The software package8 “Cor” in the language package R was used to calculate the Pearson correlation coefficient (PCC) of DEGs and differential metabolites, with the fold-changes of metabolites with a PCC > 0.8 in each group shown in the nine-quadrant diagram (Supplementary Figure S1). In the third and seventh quadrants, a total of 12,839 DEGs and 71 metabolites were detected in “TR vs. MG.” The consistence in differences in gene expressions and metabolites indicates that in general, the changes in gene expression drive the observed changes in metabolite levels.

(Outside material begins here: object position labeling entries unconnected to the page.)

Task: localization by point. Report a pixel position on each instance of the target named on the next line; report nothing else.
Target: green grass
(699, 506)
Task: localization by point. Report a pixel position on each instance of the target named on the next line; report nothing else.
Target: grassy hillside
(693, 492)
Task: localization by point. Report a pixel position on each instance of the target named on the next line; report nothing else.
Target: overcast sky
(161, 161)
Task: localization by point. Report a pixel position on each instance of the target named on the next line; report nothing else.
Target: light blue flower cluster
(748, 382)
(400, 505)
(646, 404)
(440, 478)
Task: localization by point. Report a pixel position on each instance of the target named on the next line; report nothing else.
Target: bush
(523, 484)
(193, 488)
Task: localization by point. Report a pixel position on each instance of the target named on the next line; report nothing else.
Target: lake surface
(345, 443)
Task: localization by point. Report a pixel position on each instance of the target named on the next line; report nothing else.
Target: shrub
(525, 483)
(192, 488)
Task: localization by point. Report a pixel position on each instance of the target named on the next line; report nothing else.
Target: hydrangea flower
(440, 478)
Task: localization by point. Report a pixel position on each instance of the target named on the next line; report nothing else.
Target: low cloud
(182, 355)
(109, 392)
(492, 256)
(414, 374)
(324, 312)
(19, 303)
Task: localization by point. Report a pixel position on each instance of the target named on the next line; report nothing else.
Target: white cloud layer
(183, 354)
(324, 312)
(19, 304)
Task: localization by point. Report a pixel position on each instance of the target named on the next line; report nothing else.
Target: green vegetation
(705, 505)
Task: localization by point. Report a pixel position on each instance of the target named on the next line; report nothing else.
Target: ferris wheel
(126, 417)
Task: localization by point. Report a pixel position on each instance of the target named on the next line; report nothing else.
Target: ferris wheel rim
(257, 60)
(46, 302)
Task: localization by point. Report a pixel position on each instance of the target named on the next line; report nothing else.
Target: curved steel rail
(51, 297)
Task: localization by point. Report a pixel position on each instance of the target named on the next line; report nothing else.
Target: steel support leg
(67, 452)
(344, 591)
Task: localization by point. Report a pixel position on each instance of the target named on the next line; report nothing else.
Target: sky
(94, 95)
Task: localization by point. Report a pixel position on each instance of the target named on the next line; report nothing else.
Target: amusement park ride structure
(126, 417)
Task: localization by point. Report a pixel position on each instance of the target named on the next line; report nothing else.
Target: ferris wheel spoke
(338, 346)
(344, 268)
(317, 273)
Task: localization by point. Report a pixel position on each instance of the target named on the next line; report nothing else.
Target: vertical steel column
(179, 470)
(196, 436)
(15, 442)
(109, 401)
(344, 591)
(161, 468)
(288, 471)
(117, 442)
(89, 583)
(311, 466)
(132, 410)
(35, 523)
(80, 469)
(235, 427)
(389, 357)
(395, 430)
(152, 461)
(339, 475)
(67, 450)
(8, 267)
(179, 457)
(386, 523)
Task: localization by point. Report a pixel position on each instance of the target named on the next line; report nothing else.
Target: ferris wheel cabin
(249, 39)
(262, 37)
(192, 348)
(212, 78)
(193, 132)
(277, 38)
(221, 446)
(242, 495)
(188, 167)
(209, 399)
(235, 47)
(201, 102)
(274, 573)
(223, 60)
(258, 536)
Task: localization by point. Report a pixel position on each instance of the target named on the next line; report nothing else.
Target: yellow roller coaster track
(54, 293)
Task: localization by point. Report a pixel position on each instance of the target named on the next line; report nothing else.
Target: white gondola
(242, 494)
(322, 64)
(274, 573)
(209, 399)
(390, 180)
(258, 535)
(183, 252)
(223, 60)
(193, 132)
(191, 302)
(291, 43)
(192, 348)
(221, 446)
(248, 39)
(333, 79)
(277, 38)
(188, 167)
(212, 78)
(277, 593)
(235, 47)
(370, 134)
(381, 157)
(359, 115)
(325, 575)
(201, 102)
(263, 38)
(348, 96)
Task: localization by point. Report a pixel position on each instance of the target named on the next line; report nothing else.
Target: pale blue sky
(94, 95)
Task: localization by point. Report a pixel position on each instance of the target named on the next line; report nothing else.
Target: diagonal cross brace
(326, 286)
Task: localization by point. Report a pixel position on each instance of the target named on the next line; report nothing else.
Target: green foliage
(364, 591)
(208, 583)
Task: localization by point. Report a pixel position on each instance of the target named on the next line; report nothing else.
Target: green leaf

A two-way orthogonal PLS (O2PLS) model was established for all DEGs and differential metabolites and according to the load chart, variables with high relevance and significant weight in the different datasets were preliminarily evaluated to select important metabolites (Supplementary Figure S2). The nine metabolites most affected by the transcriptome included 2 amino acids and derivatives (Benzyl-(2”-O-xylosyl)glucoside; N-acetyl-L-leucine), 2 nucleotides and derivatives (9-(arabinosyl)hypoxanthine; Guanine), 3 phenolic acids (4-O-glucosyl-sinapate; 2-O-Trigalloyl-glucose–glucose; and Dicaffeoylshikimic acid), and 2 lipids (LysoPC 18:2; LysoPC 19:0) and three of these metabolites (N-acetyl-L-leucine; Dicaffeoylshikimic acid; and 2-O-trigalloyl-glucose–glucose) presented significant differences between MG and TR stages.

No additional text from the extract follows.